Transduced or transfected cells move into the expansion phase of the process, arguably the core unit operation in manufacture of cell therapies. A course of autologous cell therapy requires between several hundred million cells (e.g., in autologous CAR-T) to 50+ billion cells (autologous tumor infiltrating lymphocyte therapy). Allogeneic cell therapy manufacturing processes can yield tens of billions of cells, while numbers may be even higher for iPSC-derived therapies.

That’s a lot of cells, and the main reason why Hewitt advises simplicity, particularly in early-stage studies.

“The specific issue with cell expansion across different cell therapeutic modalities is that no single platform meets the needs of all therapeutic developers. Some developers may prefer to enter clinical trials with an open, manual manufacturing process. A key component of phase 1 trials is dose-escalation, and the dosing can be quite large, which makes automated manufacturing challenging. Once the dosing regimen is set, after phase 1, developers have a better understanding of the clinical dose going forward. They may then decide whether to switch to a closed, automated manufacturing platform.”

Industrialization

From a commercial perspective as well, cell therapies find themselves in a position not unlike that of therapeutic proteins 30 years ago: dozens of targets, platforms, and molecules, hundreds of preclinical and clinical investigations, and potentially billions of patients, but no clear path to industrialization.

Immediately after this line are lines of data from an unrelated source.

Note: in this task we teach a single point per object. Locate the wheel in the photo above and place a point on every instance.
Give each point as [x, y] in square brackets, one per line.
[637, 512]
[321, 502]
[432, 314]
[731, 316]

”If cell-based treatments are to become widely available across multiple indications, improvements in automation, process simplification, and supply chain management will be needed to meet demand,” says George White, GM Product Management, Cell and Gene Therapy at Cytiva. “To scale up, manufacturing processes must move from being open and manual to closed and automated, reducing contamination and risk, increasing product consistency and efficiency, and adding traceability throughout the process to ensure chain of custody.”

Automation allows operators to quantify product attributes during critical process steps to tame the inherent variability of starting materials—fragile, living cells. Industrial and academic groups have already begun to adopt technologies that incrementally move the state of the art toward more automated, closed, and scalable systems that minimize risk and anticipate future increases in demand.

“Automation is particularly critical for producing single doses of autologous cell therapies because there is already so much risk of variability,” White adds. “That is why manufacturers can reap tremendous benefits from taking the time, during process development, to automate key steps and reduce the number of manual operations.”

At early adoption stages the main benefit of automation will not be throughput but consistency. Later, as developers gain more experience with autologous cell therapies, it will enable scaling out limited-scale therapies to treat more patients. And some day, when the holy grail of allogeneic therapies becomes feasible and scalable, you will read an article in Biocompare describing single-use 1000-liter bioreactors for expanding immune system cells.